Gallo was also informed that he needed to leave immediately and was not welcome to ever come back.

The footage of the confused, embarrassed, sad, upset and beaten-down looking man just trying to eat would bring a tear to anyone’s eye.

Gallo gladly took the man elsewhere for a meal and posted the video to his Facebook page. The video went viral in less than 12 hours.

Aside from the fact that whichever employee who called the police on this man clearly needs to learn a lesson on empathy and humility (since when does working at McDonalds make a person so much better than a homeless person?) also disturbing; is how discriminatory the situation is.

Kicking a homeless person out of an establishment is not exactly within McDonald’s rights. Civil rights laws dictate that all people have the right to “full and equal enjoyment of the goods, services, facilities, privileges, advantages, and accommodations of any place of public accommodation, without discrimination”.
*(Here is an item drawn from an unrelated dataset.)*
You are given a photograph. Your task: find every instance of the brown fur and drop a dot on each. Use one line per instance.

An establishment is within its rights to ban or remove a person for being a shoplifter or various other types of disorderly conduct (creating a scene, harassment etc.). The establishment cannot remove or ban a person based upon bias against a class of people. Federally protected classes of people include race, religion and people with disabilities.

A civil rights violation case could easily be made in this situation. In fact, McDonalds may have released a statement giving ammunition to this effect.
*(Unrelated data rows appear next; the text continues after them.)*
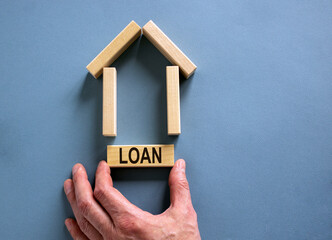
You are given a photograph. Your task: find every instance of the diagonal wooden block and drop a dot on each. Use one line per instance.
(113, 50)
(173, 100)
(140, 155)
(109, 102)
(168, 49)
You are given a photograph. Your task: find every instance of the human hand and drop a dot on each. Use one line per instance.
(106, 214)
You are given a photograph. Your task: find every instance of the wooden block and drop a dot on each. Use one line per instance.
(140, 155)
(168, 49)
(109, 102)
(173, 100)
(113, 50)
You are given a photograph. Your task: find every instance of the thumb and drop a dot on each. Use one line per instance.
(178, 184)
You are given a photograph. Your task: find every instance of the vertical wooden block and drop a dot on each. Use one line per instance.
(109, 102)
(173, 100)
(140, 155)
(113, 50)
(168, 49)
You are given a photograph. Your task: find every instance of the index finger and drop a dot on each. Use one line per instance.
(109, 197)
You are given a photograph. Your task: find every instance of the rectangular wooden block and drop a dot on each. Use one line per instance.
(173, 100)
(109, 102)
(113, 50)
(168, 49)
(140, 155)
The franchise owner, Joel Pellicci, of the Myrtle Beach McDonalds released a statement claiming;

“At my restaurant, the goal is to provide our customers with a positive and welcoming experience each time they visit. Unfortunately, the individual in this video has a history of disruptive behavior and has been asked to leave by management and police on several occasions. His unpredictable behaviors have created significant concerns for the safety and comfort of our employees and customers. Whereas we are compassionate [sic] of the individuals [sic] situation and admirable of the customers  [sic] generosity, the restaurant acted to remove an individual that has a long history of disruptive and unacceptable behaviors which have negatively affected customer experiences.”

First, one would think that a person with a history of disruptive behaviors would have reacted as such when an officer tried to remove him. The video clearly shows NO disruptive behavior.

Second; if, indeed, the man has a history of such behaviors; a mental health evaluation may prove a host of issues such as PTSD, bipolar disorder, schizophrenia or (very likely) dementia. The man could even have diabetes with uncontrolled sugar fluctuations that also create mental instability. The man may even already be declared disabled.

As of yet; no evidence of such a “lengthy history of disruptive behaviors” has been presented. It seems to be pretty clear that these employees (and perhaps some customers) simply did not feel comfortable with seeing a homeless man on a regular basis.

Maybe he did ask for money and food in the past. People who are uncomfortable with this REALLY need to think about how uncomfortable this elderly man is to have to beg for food and money. What is his story? Is he a veteran of foreign war? Was he laid off from a job without a retirement and unable to get another job at an old age? Does he have health and mental health issues? This is a human being and just because people don’t feel comfortable with seeing homelessness does not make it okay to treat a human like trash. After all, in this day and age, that could be any one of us someday.